Starting out behind. Recessions lead workers to find their first jobs at companies that are usually smaller and pay less, say Philip Oreopoulos, Till Von Wachter, and Andrew Heisz in a National Bureau of Economic Research working paper. Students graduating into today's growing economy may welcome the news that they are getting higher-paying jobs than their predecessors did. But employees who graduated into low-paying jobs during a recession may find that their lower earnings persist for up to 10 years, found Oreopoulos, who studied Canadian college graduates between 1982 and 1999. "If you come out during a recession, you start out behind the average person who was just like you in a nonrecession," says Paul Oyer, an associate professor of economics at Stanford University's Graduate School of Business. Even if both groups of students work their way up at the same rate, the students who graduated into a recession will be behind.
But graduating into a bad economy doesn't have to predetermine your future earnings. There are some ways to make up for a slow start.
Playing catch-up. If you started working when the job market was less than ideal, it may be in your best interest to look for a new job with a different employer. "I had to go into guerrilla-marketing mode," says John Paasonen, a 2001 graduate of Taylor University in Indiana who had a rough time finding his first job. At one point he waited in the lobby of a company with no job openings listed until someone in the human resources department agreed to meet with him. But even that did not land him a coveted first job in a recession year. Finally, he found a job at a nonprofit investment bank, hit it off with his boss, and two years later, they left to start their own consulting firm, Excellence in Giving, where they advise clients about charitable gifts. "You have to work harder if you're somebody who graduates in a recession year," Paasonen says. "You have to be willing to take risks." Oyer agrees. "The people who catch up aggressively do it by changing jobs," he says. "People who don't that will affect their long-term outcome." In fact, job searches can explain about 30 percent of how workers caught up to their counterparts who graduated into better economies, Oreopoulos found.

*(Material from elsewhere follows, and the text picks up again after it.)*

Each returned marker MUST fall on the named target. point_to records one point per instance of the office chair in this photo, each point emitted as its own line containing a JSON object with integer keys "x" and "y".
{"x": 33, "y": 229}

By switching jobs, Brian Krueger, now the president of collegegrad.com, not only got ahead but got the girl as well. After graduating from Notre Dame into the recession of 1982, he managed to land his first job writing computer programs in Chicago. However, 10 months later, he moved to Milwaukee to pursue a woman who would later become his wife and, at the peak of his second job search, stumbled upon a more lucrative career pathrecruiting other computer operatives for a staffing company. "I was earning way more money than most of my peers who graduated at the same time and were still struggling in a down economy," he says. "Sometimes it's simply about making the best of an opportunity when it's offered and stepping through a door when it's opened for you. Not everyone can do that, but it worked well for me."
Oyer also recommends graduate school. "It's a good way to make a transition," says Oyer. "You go back, and you get another fresh start." Paasonen, although he still owns 10 percent of his business, is now entering his second year in an M.B.A. program at Duke University's Fuqua School of Business. He eagerly anticipates a fresh start in today's growing economy. "Now students are actually coming out of school with multiple offers," Paasonen says.